Q&A: COVID Vaccine for Kids
The physicians and staff of University of Maryland Children's Hospital understand that parents have a lot of questions about the COVID vaccine now that the vaccine is available to children age 6 months and up. For the most up-to-date recommendations about vaccines and boosters for children, see the Centers for Disease Control's website.
I thought children were low-risk for COVID-19. Do they still need to get the vaccine?
Dr. Carter: Absolutely! Though many children have mild disease, there is still a portion that has become quite ill from COVID, with many hospitalized and even a number of pediatric deaths. We also have seen many longer-term complications that make it a higher risk to kids than other common viruses.
Additionally, it is the best way to contribute overall to lowering the spread in our community, and kids can play an important role in ending this pandemic.
See these reasons to get the vaccine.
I'm vaccinated, but my child is not. Can I still give COVID-19 to them?
Dr. Carter: Unfortunately, yes. Vaccinated people are less likely to spread the virus due to lower amounts of virus overall, but if exposed, they may carry the virus and not have symptoms. This means they can still spread to others who are unvaccinated. It is important to get all eligible children vaccinated to decrease the spread and protect the population that is not yet eligible.
Dr. Berry: Vaccinated people are less likely to get infected, and when infected, they are less likely to transmit the virus to others. Vaccination is a good idea for children because they will interact with other people besides their parents.
Although many children have mild disease, some are hospitalized, and COVID-19 was the tenth leading cause of childhood death in the United States during the first year of the pandemic.
Can a child get another vaccine and a COVID vaccine at the same time?
Dr. Carter: Yes - the CDC has removed all restrictions around receiving the COVID vaccine and other vaccines at the same time. This is based on evidence from many other vaccines studied that demonstrate that this is a safe choice and improves protection against COVID and many other viruses.
What pain medicine should we use to help our kids with vaccine side effects?
Dr. Carter: In general, there is no requirement to give any pain medication. However, if your child has some of the common side effects of the vaccine, feel free to give a dose of acetaminophen or ibuprofen as needed.
We do not recommend pre-treatment with medication prior to developing these symptoms to maximize your child's immune response to the vaccine.
What are the immediate side effects of the COVID vaccine?
Dr. Carter: Many children may have no side effects at all. Others may notice a sore arm, some enlarged lymph nodes (lumps and bumps) in their armpit and may develop a fever (for a short period of time), chills and fatigue or body aches. These are all self-limited symptoms that generally do not last more than 24 to 48 hours.
Side effects are generally significantly milder than the effects of active COVID might be if your child were to get a true infection.
Please see this vaccine information for detailed information about side effects.
Will this vaccine give my child a blood clot?

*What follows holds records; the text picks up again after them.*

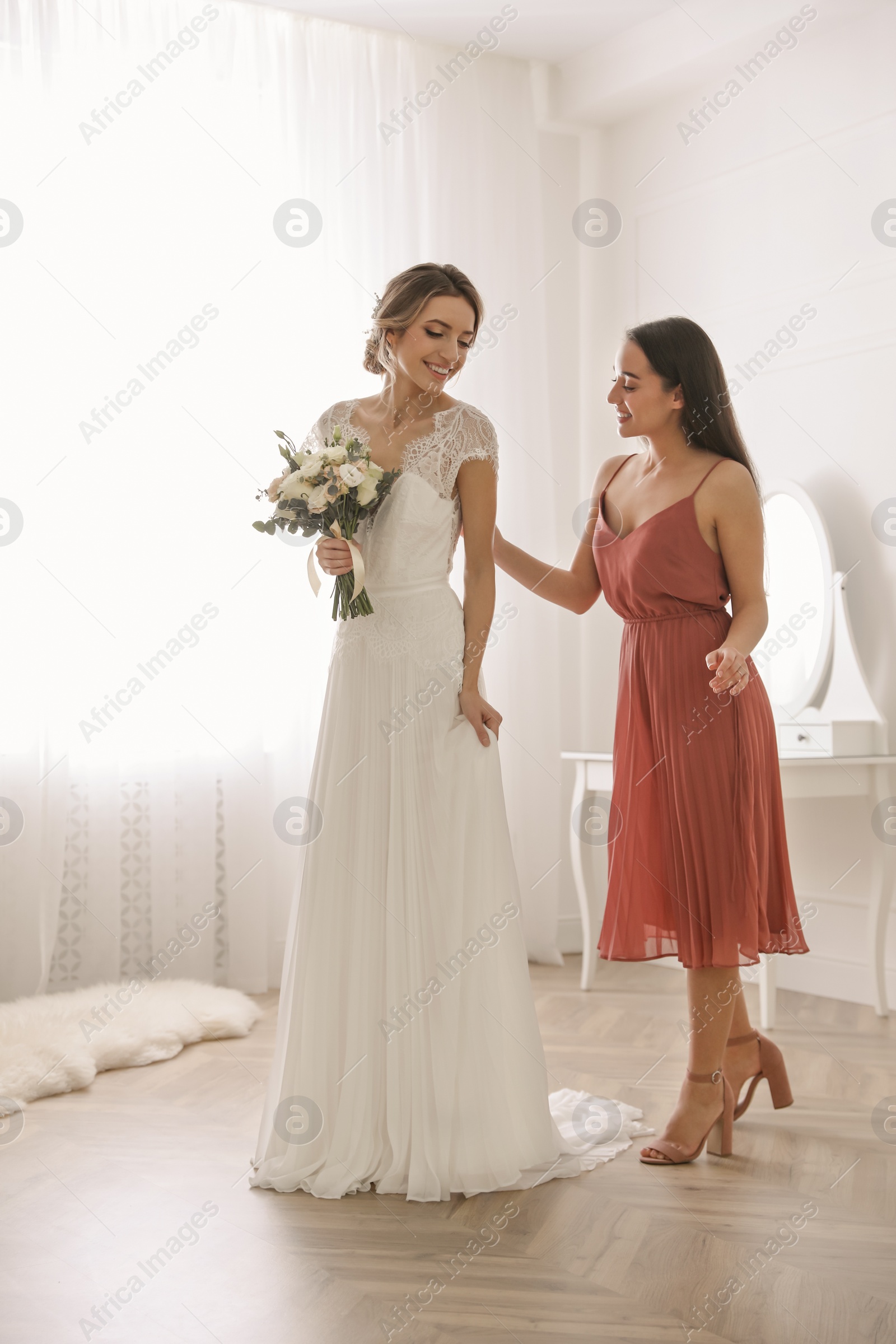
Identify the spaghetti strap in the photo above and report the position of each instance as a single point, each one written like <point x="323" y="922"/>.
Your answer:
<point x="708" y="474"/>
<point x="617" y="472"/>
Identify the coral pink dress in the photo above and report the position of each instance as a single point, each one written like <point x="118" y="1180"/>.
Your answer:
<point x="698" y="850"/>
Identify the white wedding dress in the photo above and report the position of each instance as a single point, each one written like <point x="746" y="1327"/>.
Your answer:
<point x="409" y="1054"/>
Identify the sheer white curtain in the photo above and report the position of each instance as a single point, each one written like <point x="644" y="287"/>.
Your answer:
<point x="164" y="663"/>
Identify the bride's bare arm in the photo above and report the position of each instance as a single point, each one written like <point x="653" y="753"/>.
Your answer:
<point x="578" y="588"/>
<point x="479" y="489"/>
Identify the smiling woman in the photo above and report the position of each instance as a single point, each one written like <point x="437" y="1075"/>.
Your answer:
<point x="390" y="899"/>
<point x="699" y="864"/>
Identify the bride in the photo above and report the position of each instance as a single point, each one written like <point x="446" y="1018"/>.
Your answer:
<point x="408" y="1053"/>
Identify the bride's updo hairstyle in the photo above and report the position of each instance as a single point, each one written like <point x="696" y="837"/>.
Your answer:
<point x="405" y="299"/>
<point x="683" y="355"/>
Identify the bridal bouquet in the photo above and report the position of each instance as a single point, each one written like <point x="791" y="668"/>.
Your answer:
<point x="329" y="491"/>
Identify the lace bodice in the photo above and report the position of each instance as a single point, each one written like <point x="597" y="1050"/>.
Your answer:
<point x="409" y="546"/>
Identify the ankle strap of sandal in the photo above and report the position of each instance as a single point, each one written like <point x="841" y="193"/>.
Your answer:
<point x="742" y="1040"/>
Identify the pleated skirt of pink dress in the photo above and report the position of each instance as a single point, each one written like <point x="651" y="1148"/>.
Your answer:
<point x="698" y="852"/>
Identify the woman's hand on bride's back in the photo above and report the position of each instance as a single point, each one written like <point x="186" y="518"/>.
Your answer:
<point x="480" y="714"/>
<point x="334" y="556"/>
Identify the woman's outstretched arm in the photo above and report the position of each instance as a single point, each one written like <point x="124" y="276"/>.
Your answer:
<point x="578" y="588"/>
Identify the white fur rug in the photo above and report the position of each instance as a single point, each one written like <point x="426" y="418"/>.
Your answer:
<point x="55" y="1043"/>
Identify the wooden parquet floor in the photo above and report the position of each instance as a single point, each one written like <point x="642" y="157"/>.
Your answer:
<point x="100" y="1179"/>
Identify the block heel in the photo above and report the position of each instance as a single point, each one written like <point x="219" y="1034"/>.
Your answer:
<point x="772" y="1067"/>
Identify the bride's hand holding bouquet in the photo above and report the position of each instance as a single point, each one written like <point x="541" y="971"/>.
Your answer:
<point x="329" y="491"/>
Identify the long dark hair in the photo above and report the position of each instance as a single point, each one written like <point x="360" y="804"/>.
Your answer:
<point x="684" y="357"/>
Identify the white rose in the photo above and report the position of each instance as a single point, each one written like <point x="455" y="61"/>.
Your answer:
<point x="351" y="474"/>
<point x="311" y="465"/>
<point x="367" y="491"/>
<point x="295" y="488"/>
<point x="319" y="499"/>
<point x="273" y="489"/>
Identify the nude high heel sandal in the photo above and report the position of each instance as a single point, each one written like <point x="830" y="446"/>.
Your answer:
<point x="718" y="1139"/>
<point x="772" y="1067"/>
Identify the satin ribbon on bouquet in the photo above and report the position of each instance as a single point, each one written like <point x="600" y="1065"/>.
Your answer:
<point x="358" y="566"/>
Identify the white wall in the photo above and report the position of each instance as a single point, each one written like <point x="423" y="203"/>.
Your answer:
<point x="766" y="210"/>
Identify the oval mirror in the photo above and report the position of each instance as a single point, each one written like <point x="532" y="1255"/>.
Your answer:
<point x="794" y="652"/>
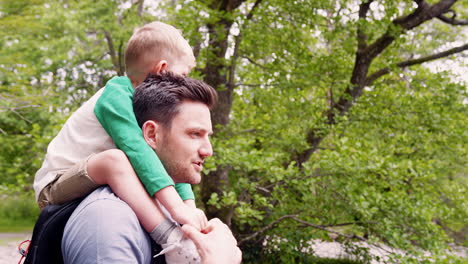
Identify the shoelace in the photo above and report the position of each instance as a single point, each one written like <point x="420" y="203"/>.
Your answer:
<point x="169" y="248"/>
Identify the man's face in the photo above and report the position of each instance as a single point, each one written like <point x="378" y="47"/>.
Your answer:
<point x="184" y="146"/>
<point x="182" y="65"/>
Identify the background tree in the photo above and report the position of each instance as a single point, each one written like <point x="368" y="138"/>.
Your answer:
<point x="329" y="121"/>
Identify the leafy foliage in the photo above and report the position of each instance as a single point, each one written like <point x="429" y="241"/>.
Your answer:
<point x="291" y="159"/>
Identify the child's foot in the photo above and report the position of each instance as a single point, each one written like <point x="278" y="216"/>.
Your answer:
<point x="180" y="249"/>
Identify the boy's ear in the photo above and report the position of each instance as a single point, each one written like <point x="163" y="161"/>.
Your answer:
<point x="151" y="133"/>
<point x="159" y="67"/>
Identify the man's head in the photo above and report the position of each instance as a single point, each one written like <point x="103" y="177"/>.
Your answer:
<point x="157" y="47"/>
<point x="174" y="113"/>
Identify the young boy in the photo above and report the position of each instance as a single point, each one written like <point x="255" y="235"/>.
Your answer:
<point x="84" y="154"/>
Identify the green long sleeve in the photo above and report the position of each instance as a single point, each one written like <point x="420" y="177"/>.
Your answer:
<point x="114" y="110"/>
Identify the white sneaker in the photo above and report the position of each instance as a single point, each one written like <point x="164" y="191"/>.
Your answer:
<point x="179" y="249"/>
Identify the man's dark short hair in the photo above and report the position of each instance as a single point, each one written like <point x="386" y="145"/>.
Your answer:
<point x="158" y="97"/>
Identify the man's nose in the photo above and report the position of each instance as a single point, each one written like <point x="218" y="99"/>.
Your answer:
<point x="206" y="150"/>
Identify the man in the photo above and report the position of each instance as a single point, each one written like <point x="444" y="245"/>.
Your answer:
<point x="174" y="113"/>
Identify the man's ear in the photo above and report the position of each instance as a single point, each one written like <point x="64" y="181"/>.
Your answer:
<point x="159" y="67"/>
<point x="151" y="133"/>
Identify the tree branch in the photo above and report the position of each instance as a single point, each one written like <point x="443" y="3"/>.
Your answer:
<point x="323" y="228"/>
<point x="408" y="63"/>
<point x="110" y="45"/>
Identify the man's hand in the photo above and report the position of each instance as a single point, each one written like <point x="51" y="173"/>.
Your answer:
<point x="188" y="215"/>
<point x="184" y="213"/>
<point x="215" y="244"/>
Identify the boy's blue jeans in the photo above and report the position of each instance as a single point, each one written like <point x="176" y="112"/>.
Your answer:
<point x="103" y="229"/>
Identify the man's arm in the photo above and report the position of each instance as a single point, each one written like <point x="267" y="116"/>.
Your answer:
<point x="216" y="244"/>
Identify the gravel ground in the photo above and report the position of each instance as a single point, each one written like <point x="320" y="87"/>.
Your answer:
<point x="9" y="247"/>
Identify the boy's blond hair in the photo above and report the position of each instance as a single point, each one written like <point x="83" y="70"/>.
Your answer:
<point x="153" y="42"/>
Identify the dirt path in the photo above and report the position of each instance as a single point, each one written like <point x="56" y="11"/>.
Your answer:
<point x="9" y="247"/>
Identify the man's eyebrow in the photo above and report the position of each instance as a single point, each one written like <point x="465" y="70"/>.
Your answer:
<point x="201" y="129"/>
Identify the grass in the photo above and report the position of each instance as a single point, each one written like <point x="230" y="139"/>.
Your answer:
<point x="18" y="213"/>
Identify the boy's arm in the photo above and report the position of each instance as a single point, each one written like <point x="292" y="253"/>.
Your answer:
<point x="114" y="110"/>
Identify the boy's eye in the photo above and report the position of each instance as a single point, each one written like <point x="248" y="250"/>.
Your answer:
<point x="195" y="134"/>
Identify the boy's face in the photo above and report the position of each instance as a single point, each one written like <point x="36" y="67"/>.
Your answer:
<point x="182" y="64"/>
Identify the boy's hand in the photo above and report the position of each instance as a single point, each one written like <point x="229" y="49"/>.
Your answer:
<point x="185" y="214"/>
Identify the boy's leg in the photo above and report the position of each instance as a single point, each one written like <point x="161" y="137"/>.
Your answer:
<point x="104" y="229"/>
<point x="113" y="168"/>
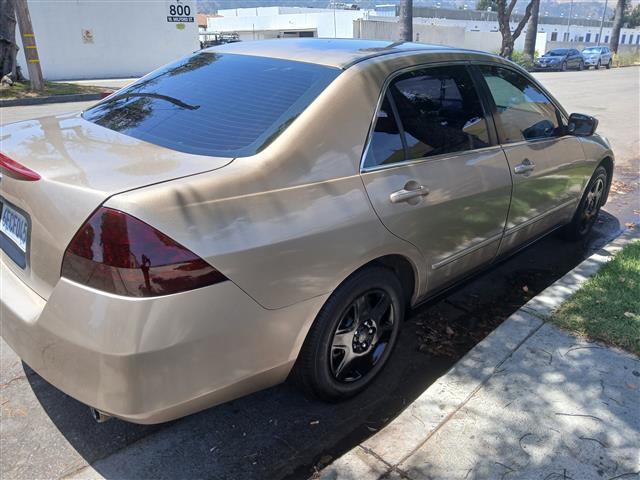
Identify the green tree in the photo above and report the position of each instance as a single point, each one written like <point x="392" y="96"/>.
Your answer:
<point x="632" y="16"/>
<point x="484" y="5"/>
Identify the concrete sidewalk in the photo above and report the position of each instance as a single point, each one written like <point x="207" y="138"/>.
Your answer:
<point x="529" y="401"/>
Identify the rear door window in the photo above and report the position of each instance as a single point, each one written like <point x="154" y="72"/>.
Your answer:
<point x="523" y="112"/>
<point x="437" y="111"/>
<point x="214" y="104"/>
<point x="440" y="111"/>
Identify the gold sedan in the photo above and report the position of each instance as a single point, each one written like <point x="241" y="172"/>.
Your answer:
<point x="265" y="209"/>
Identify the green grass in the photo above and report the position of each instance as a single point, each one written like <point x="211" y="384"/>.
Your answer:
<point x="607" y="307"/>
<point x="23" y="90"/>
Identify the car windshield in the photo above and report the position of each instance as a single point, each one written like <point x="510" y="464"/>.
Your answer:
<point x="214" y="104"/>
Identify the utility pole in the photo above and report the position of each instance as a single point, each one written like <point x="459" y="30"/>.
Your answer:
<point x="604" y="14"/>
<point x="617" y="25"/>
<point x="569" y="22"/>
<point x="406" y="20"/>
<point x="29" y="45"/>
<point x="532" y="31"/>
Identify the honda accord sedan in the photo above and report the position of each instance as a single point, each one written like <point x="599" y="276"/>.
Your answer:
<point x="268" y="210"/>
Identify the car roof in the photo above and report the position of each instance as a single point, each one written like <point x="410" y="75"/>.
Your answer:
<point x="332" y="52"/>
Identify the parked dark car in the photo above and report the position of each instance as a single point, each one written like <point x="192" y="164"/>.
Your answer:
<point x="560" y="59"/>
<point x="596" y="57"/>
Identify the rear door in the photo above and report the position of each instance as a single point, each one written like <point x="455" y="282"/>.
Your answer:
<point x="576" y="58"/>
<point x="548" y="166"/>
<point x="434" y="173"/>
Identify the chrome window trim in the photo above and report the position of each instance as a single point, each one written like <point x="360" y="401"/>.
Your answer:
<point x="434" y="158"/>
<point x="383" y="91"/>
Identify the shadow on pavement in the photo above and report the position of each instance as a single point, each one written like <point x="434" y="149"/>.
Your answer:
<point x="278" y="433"/>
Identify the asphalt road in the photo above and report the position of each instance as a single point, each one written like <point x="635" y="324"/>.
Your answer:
<point x="278" y="433"/>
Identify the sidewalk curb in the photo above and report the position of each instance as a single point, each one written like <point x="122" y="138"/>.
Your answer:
<point x="380" y="455"/>
<point x="79" y="97"/>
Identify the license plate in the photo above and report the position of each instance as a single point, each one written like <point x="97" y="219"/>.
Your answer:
<point x="14" y="233"/>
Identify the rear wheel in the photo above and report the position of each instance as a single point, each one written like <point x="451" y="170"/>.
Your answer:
<point x="589" y="207"/>
<point x="352" y="336"/>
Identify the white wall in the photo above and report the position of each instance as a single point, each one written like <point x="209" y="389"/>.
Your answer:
<point x="130" y="39"/>
<point x="320" y="20"/>
<point x="450" y="35"/>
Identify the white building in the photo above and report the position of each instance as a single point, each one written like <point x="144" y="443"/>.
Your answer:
<point x="274" y="22"/>
<point x="100" y="39"/>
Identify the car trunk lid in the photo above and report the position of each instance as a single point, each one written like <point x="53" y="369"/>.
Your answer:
<point x="80" y="165"/>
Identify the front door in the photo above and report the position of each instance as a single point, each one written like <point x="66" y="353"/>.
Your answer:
<point x="548" y="167"/>
<point x="433" y="173"/>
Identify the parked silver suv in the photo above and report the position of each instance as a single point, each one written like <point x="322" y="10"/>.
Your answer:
<point x="597" y="56"/>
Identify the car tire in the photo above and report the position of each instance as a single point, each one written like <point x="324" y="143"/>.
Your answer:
<point x="589" y="207"/>
<point x="351" y="326"/>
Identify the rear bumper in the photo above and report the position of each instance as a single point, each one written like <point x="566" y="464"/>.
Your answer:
<point x="152" y="360"/>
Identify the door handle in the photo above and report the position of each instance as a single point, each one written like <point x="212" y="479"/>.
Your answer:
<point x="407" y="194"/>
<point x="524" y="168"/>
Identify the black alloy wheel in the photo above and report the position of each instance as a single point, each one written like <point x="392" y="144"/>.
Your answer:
<point x="589" y="207"/>
<point x="352" y="336"/>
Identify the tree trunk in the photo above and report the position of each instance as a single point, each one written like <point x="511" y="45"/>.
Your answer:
<point x="406" y="20"/>
<point x="504" y="16"/>
<point x="617" y="25"/>
<point x="8" y="46"/>
<point x="532" y="31"/>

Dr. Berry: There is no known association between receiving an mRNA vaccine and developing a blood clot. The United States Vaccine Adverse Events Reporting System was able to detect the very rare occurrence of blood clots following the Johnson & Johnson adenovirus-vectored vaccine (3 in 1 million) after 6 weeks of vaccination.
Long-Term Questions About the Vaccine
Will the shot affect my daughter's fertility?
Dr. Berry: No. There has been misinformation that mRNA vaccines, like the Pfizer and Moderna vaccines, can affect fertility, but no evidence that COVID-19 infection has impacted fertility.
During the licensure study for the Pfizer-BioNTech COVID-19 vaccine, 23 pregnancies were reported in participants, with balanced numbers of pregnancies in the vaccine and the placebo groups.